The company gained internally, as well. Before the restructuring, employee turnover was at 20 percent. Two years later, that figure dropped to 4 percent. To ensure that doesn’t go back up, Reid-Anderson implemented an annual employee survey and conducted the first just as the company was completing its Chapter 11 process.

“We expected it to be pretty rough,” he says. “We were astonished when we found that not only did we outperform the average for the (survey company) Hay Group, we outperformed their average for all companies. What was astonishing to us was that we outperformed their Top 20 high-performing companies in every area except benefits. We set out over the last two years to look at the areas we thought we could improve.”

Healthy once again

Reid-Anderson took Dade Behring public shortly after it emerged from its Chapter 11 process.
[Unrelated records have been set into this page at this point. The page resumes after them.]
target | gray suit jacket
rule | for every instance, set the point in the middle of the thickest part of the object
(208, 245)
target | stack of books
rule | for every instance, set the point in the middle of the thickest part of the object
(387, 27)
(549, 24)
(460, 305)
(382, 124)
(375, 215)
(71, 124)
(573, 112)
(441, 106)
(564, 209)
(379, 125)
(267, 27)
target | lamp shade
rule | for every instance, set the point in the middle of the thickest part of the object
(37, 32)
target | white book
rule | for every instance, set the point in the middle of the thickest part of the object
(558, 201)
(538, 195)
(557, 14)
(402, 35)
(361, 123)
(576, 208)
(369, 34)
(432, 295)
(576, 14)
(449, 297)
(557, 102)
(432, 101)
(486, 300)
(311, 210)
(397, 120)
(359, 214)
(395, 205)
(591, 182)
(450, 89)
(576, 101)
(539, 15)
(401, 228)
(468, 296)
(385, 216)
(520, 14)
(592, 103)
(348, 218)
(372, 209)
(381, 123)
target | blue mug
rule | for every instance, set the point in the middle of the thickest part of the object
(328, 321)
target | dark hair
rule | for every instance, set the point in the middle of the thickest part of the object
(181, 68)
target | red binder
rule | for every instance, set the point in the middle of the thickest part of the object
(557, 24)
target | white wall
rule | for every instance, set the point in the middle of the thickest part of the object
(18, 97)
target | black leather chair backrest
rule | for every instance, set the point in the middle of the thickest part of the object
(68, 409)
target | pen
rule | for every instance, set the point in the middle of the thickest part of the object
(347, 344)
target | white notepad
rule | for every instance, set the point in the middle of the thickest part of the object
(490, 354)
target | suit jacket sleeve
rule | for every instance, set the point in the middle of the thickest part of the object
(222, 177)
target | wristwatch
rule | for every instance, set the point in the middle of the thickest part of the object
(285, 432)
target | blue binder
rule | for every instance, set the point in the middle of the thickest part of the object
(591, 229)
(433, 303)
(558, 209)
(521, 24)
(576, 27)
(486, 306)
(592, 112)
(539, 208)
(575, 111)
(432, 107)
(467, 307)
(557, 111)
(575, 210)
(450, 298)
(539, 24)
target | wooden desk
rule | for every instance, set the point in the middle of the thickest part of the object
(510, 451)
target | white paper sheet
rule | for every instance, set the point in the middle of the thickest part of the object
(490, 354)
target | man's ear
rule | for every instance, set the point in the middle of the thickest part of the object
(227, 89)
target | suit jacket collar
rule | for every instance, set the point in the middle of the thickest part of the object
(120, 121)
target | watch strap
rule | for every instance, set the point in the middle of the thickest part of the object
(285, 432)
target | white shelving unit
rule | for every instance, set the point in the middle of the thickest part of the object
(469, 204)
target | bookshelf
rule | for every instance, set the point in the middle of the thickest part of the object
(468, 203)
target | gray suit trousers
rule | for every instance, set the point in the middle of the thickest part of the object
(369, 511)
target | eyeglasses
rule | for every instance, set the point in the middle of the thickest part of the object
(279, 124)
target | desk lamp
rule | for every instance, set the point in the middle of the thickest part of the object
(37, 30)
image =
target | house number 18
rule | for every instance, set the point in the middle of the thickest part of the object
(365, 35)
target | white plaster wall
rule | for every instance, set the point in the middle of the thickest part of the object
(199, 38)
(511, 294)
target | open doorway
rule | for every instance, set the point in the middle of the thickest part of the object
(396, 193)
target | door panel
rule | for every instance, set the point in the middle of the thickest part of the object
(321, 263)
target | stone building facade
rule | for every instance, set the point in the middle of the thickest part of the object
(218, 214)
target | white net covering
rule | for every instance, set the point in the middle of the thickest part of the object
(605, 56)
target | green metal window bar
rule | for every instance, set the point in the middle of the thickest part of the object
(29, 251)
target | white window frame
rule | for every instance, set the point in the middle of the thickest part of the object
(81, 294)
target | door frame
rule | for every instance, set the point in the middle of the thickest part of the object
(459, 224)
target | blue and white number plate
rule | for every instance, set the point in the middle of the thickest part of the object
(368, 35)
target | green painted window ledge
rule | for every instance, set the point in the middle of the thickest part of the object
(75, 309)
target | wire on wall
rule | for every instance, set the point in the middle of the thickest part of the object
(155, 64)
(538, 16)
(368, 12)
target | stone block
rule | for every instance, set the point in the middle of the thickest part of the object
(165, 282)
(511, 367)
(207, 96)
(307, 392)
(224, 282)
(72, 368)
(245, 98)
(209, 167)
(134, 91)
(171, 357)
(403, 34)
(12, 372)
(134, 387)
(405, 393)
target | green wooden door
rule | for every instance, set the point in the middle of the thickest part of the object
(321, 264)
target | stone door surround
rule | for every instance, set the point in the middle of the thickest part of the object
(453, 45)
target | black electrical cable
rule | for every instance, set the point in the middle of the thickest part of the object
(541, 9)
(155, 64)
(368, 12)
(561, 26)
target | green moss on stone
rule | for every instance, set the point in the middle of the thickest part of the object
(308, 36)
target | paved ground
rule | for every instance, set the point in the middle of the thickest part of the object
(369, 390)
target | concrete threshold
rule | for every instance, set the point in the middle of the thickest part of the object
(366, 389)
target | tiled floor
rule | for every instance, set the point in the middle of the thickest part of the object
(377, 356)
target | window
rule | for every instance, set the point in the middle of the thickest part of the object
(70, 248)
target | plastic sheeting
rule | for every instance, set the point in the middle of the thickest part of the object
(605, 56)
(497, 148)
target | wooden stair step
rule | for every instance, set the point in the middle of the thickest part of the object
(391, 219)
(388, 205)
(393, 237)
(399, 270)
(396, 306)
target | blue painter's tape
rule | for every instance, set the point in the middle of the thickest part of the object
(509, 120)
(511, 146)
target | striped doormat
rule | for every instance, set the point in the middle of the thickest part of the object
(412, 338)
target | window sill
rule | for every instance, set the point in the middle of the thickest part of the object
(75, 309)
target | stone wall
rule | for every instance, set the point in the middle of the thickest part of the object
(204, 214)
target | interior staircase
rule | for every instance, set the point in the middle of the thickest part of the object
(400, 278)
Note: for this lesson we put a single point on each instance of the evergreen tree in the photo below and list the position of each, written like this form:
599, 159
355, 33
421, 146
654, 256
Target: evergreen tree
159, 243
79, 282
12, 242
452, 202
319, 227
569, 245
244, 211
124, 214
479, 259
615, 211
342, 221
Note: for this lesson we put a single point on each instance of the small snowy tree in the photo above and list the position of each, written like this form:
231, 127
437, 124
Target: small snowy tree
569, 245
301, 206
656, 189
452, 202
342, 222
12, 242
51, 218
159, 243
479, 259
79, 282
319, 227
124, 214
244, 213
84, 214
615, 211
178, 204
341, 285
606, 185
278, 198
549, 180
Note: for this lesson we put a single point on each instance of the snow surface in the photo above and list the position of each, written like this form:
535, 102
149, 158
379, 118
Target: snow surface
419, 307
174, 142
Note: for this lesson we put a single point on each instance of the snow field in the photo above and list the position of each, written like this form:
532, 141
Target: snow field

“Our stock price in the last two years has quadrupled,” he says. “We have continued to grow profitably quarter after quarter, and our customer satisfaction rates across the world are at all-time highs.”

The company has since halved its debt again, including $40 million in debt payments the first two months of this year.

Despite the turmoil, Reid-Anderson says he has gained from the experience.

“The benefit of having gone through what we went
th
rough is a very, very cautious approach to ever being in a position where we take on too much debt,” he says. “If we do something, you would have to have a great deal of belief that it was absolutely the right thing to do.”

Reid-Anderson’s skills were honed over the years by a number of executive positions with companies including Wilson Sporting Goods and PepsiCo. Each experience helped prepare him for his current role.

“I think it gave me a very good, fundamental understanding of the theory of business,” he says. “I was fortunate that in all the companies that I worked with, I had bosses who were willing to run a risk with me and invariably give me projects or roles that had operational responsibility. So, no matter where I’ve been in the last 20 years, I’ve had a financial responsibility, but I’ve been either running businesses or special projects that impacted businesses. It really helped me get an understanding of how a business works.

“I think it is important for a CEO to be multidimensional and to have sat in a number of chairs throughout his or her career,” he says. “I was fortunate enough to have done that.”

And he has passed those lessons along.

“The folks here have learned over a number of years how to do it right, and we will not make mistakes in the future in this area.”

One way to ensure that the same mistakes don’t happen again was the creation of an entirely new board of directors, a move Reid-Anderson describes as “absolutely critical” to the company’s future success.

“Before going public, I was doing a fair amount of work on governance,” he says. “I was reading a lot about what was going on in the market. You had Enron; you had a number of things going on at that time. I was taking the opportunity to learn what a great public company should look like.

“It became clear to me that we needed a new board of directors. That board should be independent, and we should really think very carefully about the caliber of individuals on that board and the skills that they brought to the board.”

The board isn’t the only part of the organization that has changed. Reid-Anderson has learned a great deal from the experience in the last few years.

“When I look in the mirror in the morning, I feel fantastic,” he says. “And the reason that I do is I love my job. I love my job because not only do I have the opportunity to be part of company that helps save lives and cut costs in healthcare, but in addition, I work with a great bunch of people. I work in a company where people have fun, respect each other and just do a great job.

“When I get up in the morning, I’m going to work; I’m helping to save lives.”

And for that Reid-Anderson doesn’t need a cure.